Thursday, the U.S. Census Bureau released data showing record-breaking poverty in 2009: Nearly 44 million Americans lived below the poverty line; that’s more than the Census Bureau has logged in the 51 years it has kept track. This may have been the year’s least surprising headline -- such numbers grow from our political choices just as surely as night follows day. 

Nor is it surprising who fared most poorly in 2009. While the overall poverty rate climbed to 14.3 percent -- one in seven -- more than a quarter of both African Americans and Latinos lived in poverty last year. The data for poor children is the most arresting. Nearly 36 percent of black kids and 33 percent of Latino kids were poor in 2009, as were 38.5 percent of all families headed by single moms. Stop and try to digest this data: More than a third of all black and Latino kids are growing up destitute. With numbers like that, how can we talk meaningfully about a future of any kind, let alone a better one?
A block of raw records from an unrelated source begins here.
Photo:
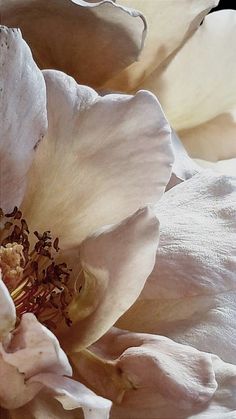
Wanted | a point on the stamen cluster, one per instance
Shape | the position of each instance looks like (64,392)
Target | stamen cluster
(37,283)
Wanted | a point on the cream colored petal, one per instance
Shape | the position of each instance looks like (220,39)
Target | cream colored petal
(22,115)
(184,167)
(225,167)
(44,406)
(221,406)
(7,311)
(213,140)
(191,294)
(117,261)
(169,24)
(146,369)
(103,158)
(34,349)
(72,395)
(14,391)
(198,83)
(90,42)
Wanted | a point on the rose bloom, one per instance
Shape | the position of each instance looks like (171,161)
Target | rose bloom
(189,67)
(79,164)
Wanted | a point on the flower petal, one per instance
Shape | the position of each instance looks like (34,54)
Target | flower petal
(14,391)
(169,24)
(7,311)
(213,140)
(225,167)
(184,167)
(90,42)
(118,158)
(23,115)
(34,349)
(190,87)
(140,370)
(191,294)
(72,395)
(117,262)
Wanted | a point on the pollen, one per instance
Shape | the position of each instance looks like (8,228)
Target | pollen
(36,282)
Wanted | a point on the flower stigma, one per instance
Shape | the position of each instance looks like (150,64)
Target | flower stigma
(37,284)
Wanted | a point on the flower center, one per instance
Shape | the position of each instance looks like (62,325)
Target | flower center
(37,283)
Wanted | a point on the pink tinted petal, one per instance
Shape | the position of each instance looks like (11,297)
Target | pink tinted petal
(169,24)
(90,42)
(118,158)
(34,349)
(117,261)
(22,115)
(184,167)
(150,368)
(191,294)
(72,395)
(189,261)
(190,86)
(7,311)
(14,391)
(213,140)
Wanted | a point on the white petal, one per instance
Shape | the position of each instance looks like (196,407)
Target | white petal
(22,115)
(169,24)
(224,167)
(7,311)
(213,140)
(141,370)
(103,158)
(184,167)
(90,42)
(117,262)
(198,83)
(72,395)
(191,293)
(34,349)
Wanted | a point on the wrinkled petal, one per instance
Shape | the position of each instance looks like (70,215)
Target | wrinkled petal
(118,158)
(225,167)
(14,391)
(184,167)
(191,294)
(72,395)
(22,115)
(190,87)
(34,349)
(116,261)
(135,369)
(169,24)
(44,406)
(7,311)
(213,140)
(90,42)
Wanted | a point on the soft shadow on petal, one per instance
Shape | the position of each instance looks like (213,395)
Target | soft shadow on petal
(184,167)
(225,167)
(117,261)
(198,83)
(103,158)
(142,370)
(72,395)
(14,391)
(22,115)
(34,349)
(7,311)
(169,24)
(191,294)
(90,42)
(44,406)
(214,140)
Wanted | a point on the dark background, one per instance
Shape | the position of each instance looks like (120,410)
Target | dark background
(225,4)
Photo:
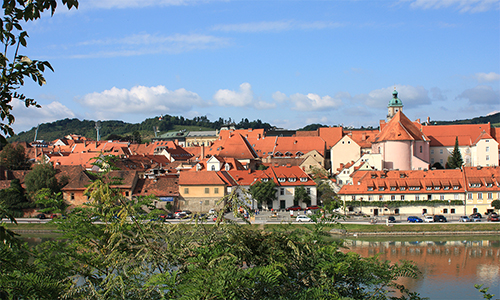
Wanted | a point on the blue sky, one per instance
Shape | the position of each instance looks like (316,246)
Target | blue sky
(288,63)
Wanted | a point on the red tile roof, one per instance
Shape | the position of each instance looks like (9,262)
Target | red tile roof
(445,135)
(400,128)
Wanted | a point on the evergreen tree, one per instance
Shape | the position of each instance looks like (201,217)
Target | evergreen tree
(455,159)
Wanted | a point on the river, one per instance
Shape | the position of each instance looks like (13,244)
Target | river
(450,266)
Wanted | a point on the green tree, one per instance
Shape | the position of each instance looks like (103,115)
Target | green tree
(301,195)
(495,204)
(40,177)
(14,66)
(13,199)
(14,158)
(50,202)
(455,160)
(263,192)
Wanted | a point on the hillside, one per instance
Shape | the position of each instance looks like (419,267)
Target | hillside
(61,128)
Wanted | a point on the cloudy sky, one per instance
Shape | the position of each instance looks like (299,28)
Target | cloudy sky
(288,63)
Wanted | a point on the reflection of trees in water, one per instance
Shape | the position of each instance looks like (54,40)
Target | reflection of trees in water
(452,265)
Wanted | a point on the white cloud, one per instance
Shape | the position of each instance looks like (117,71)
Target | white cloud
(107,4)
(232,98)
(140,100)
(314,102)
(27,118)
(143,44)
(481,95)
(487,77)
(276,26)
(472,6)
(410,96)
(279,97)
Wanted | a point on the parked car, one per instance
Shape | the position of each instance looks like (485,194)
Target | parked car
(464,219)
(475,219)
(303,218)
(440,218)
(429,219)
(312,207)
(493,217)
(475,215)
(414,219)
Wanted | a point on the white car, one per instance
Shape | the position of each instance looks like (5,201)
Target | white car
(303,218)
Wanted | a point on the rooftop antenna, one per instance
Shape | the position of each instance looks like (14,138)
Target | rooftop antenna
(36,132)
(97,127)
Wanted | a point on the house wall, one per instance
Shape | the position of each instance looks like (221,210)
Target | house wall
(480,201)
(197,199)
(344,151)
(397,155)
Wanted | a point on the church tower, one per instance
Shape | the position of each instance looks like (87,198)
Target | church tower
(394,106)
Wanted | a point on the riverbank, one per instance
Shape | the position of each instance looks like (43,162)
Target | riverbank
(343,229)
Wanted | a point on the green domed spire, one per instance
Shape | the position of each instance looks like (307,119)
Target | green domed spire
(395,101)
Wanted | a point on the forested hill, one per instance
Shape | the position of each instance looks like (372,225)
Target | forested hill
(61,128)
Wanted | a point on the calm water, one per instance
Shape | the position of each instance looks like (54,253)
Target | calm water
(450,265)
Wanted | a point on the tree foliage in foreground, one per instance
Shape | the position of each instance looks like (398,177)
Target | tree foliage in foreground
(127,258)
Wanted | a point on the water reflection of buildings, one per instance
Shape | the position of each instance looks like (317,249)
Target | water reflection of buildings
(478,259)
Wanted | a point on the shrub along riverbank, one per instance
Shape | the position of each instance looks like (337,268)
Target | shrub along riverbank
(349,228)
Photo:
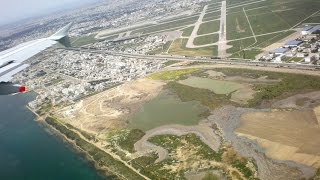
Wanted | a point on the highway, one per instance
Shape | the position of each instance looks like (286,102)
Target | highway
(235,62)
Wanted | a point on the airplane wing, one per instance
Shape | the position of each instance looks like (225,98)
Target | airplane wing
(11,60)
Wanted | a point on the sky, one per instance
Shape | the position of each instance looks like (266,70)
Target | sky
(15,10)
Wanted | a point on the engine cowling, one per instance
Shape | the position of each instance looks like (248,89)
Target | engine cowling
(10,88)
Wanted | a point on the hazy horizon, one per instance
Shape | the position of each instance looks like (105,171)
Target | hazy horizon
(13,10)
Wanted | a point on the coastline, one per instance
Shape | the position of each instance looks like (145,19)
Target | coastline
(78,150)
(104,162)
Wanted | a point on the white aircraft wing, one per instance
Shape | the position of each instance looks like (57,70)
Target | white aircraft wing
(11,60)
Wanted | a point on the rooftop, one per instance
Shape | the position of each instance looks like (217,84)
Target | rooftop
(294,43)
(279,50)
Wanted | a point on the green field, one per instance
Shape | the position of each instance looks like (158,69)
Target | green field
(187,31)
(207,39)
(167,25)
(178,47)
(172,75)
(211,15)
(167,109)
(209,27)
(237,26)
(269,16)
(85,40)
(217,86)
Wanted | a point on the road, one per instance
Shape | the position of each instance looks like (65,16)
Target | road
(225,61)
(196,28)
(222,44)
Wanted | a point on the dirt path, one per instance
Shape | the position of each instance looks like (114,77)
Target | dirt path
(272,69)
(203,130)
(228,119)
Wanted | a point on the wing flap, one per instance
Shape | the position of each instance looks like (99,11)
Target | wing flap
(23,53)
(7,72)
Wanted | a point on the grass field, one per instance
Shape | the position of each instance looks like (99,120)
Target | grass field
(85,40)
(237,26)
(167,25)
(211,15)
(209,27)
(178,47)
(167,109)
(248,48)
(207,39)
(269,16)
(187,31)
(204,96)
(171,75)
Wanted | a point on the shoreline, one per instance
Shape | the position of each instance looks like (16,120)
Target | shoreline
(79,151)
(104,173)
(103,162)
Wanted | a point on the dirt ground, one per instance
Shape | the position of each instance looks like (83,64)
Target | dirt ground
(286,135)
(109,108)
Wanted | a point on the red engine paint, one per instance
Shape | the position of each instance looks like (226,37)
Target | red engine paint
(22,89)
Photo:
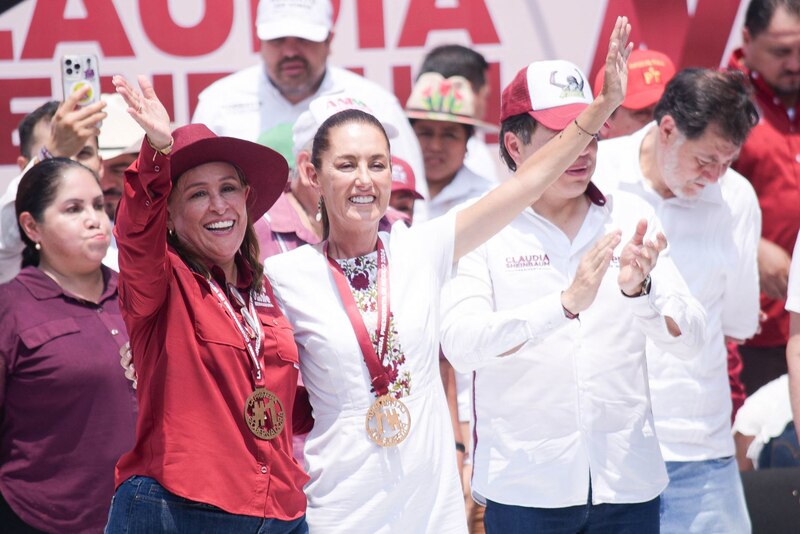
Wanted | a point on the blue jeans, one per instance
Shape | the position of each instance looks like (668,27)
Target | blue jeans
(142,506)
(704,497)
(781,451)
(636,518)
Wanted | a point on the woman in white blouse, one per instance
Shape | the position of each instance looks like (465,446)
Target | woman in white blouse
(364,306)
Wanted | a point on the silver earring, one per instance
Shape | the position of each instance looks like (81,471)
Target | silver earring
(318,216)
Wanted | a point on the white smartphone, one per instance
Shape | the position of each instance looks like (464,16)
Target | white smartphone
(77,71)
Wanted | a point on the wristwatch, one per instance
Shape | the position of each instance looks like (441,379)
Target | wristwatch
(644,291)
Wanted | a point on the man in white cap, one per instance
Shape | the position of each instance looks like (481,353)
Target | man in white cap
(262,102)
(552,315)
(120,140)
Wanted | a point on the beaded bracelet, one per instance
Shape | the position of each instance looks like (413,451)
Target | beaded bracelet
(581,128)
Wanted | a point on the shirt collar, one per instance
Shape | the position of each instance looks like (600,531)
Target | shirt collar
(245,274)
(767,94)
(42,287)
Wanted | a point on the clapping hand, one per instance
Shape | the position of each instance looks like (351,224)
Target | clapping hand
(638,258)
(616,67)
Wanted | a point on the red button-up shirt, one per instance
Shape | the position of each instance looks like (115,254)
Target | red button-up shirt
(770,159)
(194,371)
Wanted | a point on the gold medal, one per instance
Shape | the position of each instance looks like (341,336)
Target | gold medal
(263,413)
(388,421)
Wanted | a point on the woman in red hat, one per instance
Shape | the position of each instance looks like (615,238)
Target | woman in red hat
(216,361)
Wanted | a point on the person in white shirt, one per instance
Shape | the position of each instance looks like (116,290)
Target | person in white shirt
(553,314)
(262,102)
(364,306)
(457,60)
(52,130)
(680,165)
(793,346)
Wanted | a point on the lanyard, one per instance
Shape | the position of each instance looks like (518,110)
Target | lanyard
(380,378)
(251,340)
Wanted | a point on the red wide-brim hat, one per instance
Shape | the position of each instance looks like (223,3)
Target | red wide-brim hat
(265,171)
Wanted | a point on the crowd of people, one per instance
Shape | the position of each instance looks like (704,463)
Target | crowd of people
(337,313)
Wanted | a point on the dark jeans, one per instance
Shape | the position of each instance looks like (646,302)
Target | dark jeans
(637,518)
(10,523)
(142,506)
(781,451)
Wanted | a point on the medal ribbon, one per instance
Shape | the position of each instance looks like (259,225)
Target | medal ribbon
(250,315)
(380,378)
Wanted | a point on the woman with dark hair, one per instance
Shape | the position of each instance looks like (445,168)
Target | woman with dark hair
(66,411)
(364,306)
(216,361)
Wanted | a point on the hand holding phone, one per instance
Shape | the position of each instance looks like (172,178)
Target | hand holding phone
(77,72)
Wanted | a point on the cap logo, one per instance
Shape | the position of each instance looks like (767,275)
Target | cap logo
(652,76)
(571,86)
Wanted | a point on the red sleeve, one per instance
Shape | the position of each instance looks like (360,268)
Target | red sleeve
(141,233)
(302,420)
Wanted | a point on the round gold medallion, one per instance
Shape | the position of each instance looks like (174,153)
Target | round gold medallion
(388,421)
(263,412)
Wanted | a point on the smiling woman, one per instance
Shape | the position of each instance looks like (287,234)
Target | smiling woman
(216,362)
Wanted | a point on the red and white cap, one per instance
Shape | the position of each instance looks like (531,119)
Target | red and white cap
(328,104)
(307,19)
(403,178)
(552,92)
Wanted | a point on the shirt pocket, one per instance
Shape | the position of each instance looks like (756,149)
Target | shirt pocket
(213,325)
(279,339)
(36,336)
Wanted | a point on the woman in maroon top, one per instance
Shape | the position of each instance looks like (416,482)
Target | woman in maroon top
(216,360)
(67,413)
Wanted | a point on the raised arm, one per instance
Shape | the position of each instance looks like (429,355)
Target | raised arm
(483,219)
(141,226)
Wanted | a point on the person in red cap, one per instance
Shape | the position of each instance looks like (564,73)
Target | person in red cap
(365,306)
(216,361)
(404,190)
(553,315)
(648,74)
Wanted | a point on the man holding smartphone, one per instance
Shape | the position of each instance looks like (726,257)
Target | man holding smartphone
(52,130)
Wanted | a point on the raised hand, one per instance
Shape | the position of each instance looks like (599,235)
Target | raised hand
(72,126)
(616,67)
(591,269)
(638,258)
(146,109)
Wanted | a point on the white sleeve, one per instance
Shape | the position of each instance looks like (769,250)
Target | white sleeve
(670,297)
(740,304)
(793,297)
(405,145)
(11,245)
(473,333)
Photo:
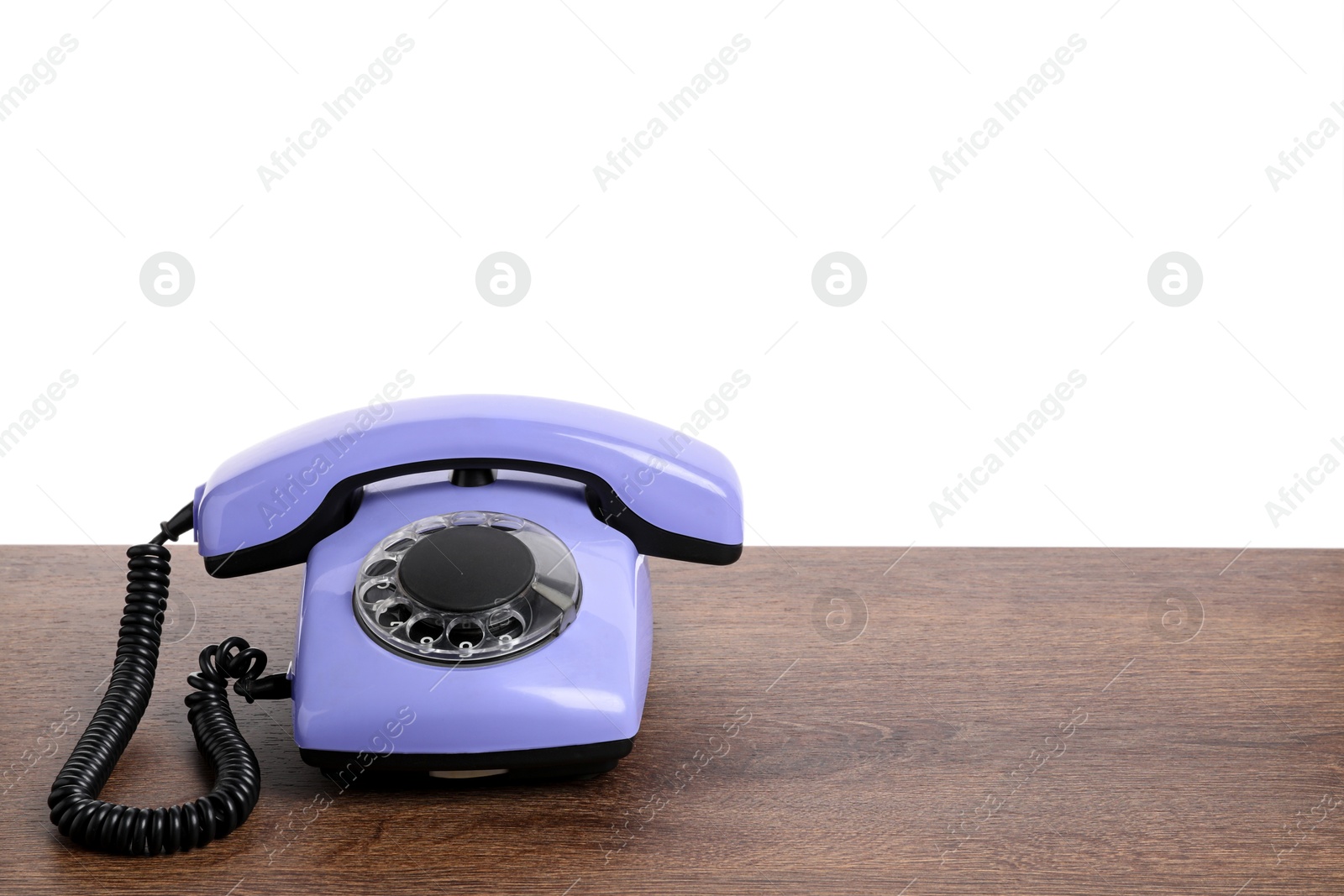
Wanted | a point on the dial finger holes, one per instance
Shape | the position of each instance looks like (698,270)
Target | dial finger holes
(376,591)
(423,631)
(506,626)
(394,616)
(465,634)
(381,567)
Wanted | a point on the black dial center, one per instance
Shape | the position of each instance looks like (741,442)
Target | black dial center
(467,569)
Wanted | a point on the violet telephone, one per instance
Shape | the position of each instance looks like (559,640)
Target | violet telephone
(476,600)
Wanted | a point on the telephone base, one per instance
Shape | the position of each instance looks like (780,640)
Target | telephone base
(510,766)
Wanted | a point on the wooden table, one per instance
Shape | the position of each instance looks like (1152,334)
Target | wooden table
(961,721)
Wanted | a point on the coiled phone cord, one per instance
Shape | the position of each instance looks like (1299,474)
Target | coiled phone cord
(113,828)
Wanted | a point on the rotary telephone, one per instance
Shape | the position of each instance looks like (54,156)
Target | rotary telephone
(476,600)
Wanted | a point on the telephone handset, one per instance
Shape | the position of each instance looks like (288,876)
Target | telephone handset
(476,600)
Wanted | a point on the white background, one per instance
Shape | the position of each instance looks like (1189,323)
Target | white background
(696,262)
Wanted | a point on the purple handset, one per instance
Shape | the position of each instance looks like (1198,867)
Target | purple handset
(671,495)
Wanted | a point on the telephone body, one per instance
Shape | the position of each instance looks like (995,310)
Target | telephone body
(476,600)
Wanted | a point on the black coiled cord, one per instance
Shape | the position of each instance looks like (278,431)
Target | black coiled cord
(113,828)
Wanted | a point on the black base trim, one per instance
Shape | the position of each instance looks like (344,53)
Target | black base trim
(546,762)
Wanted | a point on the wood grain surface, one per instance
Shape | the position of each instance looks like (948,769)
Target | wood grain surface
(820,720)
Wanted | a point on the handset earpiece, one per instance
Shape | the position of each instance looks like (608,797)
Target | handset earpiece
(671,495)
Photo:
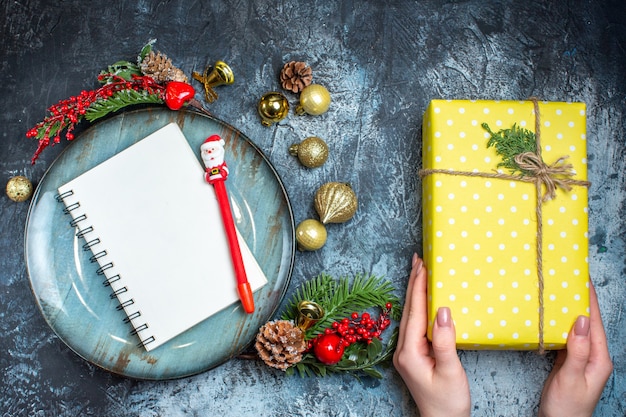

It’s a question the whole nation would do well to consider. Because the troubles of black and brown families are better understood as leading indicators than outliers.

The massive job loss between 2008 and 2009 -- a 3.5 percent increase in unemployment -- is surely the largest factor in the immediate poverty increase. But those harrowing months were neither the beginning nor the end of the problem. African Americans have been hit so hard in this recession for many reasons, but chief among them may be that black neighborhoods never emerged from the 2001 recession. Which meant they were the most vulnerable to the housing market predation that pushed the country’s economy off the cliff.

We now know banks wrote bad loans deliberately, and that regulators ignored ample real-time signs that too many of those loans were both fraudulent and likely to fail. This went on with impunity because it was just business as usual. Wall Street’s demand for large, short-term profits informed banks’ irresponsible lending choices long before they gorged themselves on subprime securities. Every family I’ve interviewed in the course of covering the housing crisis was propelled into these dangerous loans by an effort to climb out of huge credit card debt, overwhelming student loans and the many other economic trap doors banks had already built into the economy.

As Congress has worked to close some of these traps, banks and corporations will merely open new ones. They’re searching for new, inventive ways to trick customers into agreeing to huge overdraft fees and they’re exploring ways to broaden the payday lending market. Insurance companies are jacking up rates in advance of reforms and credit card companies are devising ways around new consumer protections. And that’s just the stuff we know about. So with the ranks of those who’ve been out of work for more than six months steadily lengthening, more and more families will be as vulnerable to banks’ predation as black and brown families have long been.

All of which is why the most important job in Washington may be the new consumer financial-protection watchdog created by this year’s Wall Street reform bill.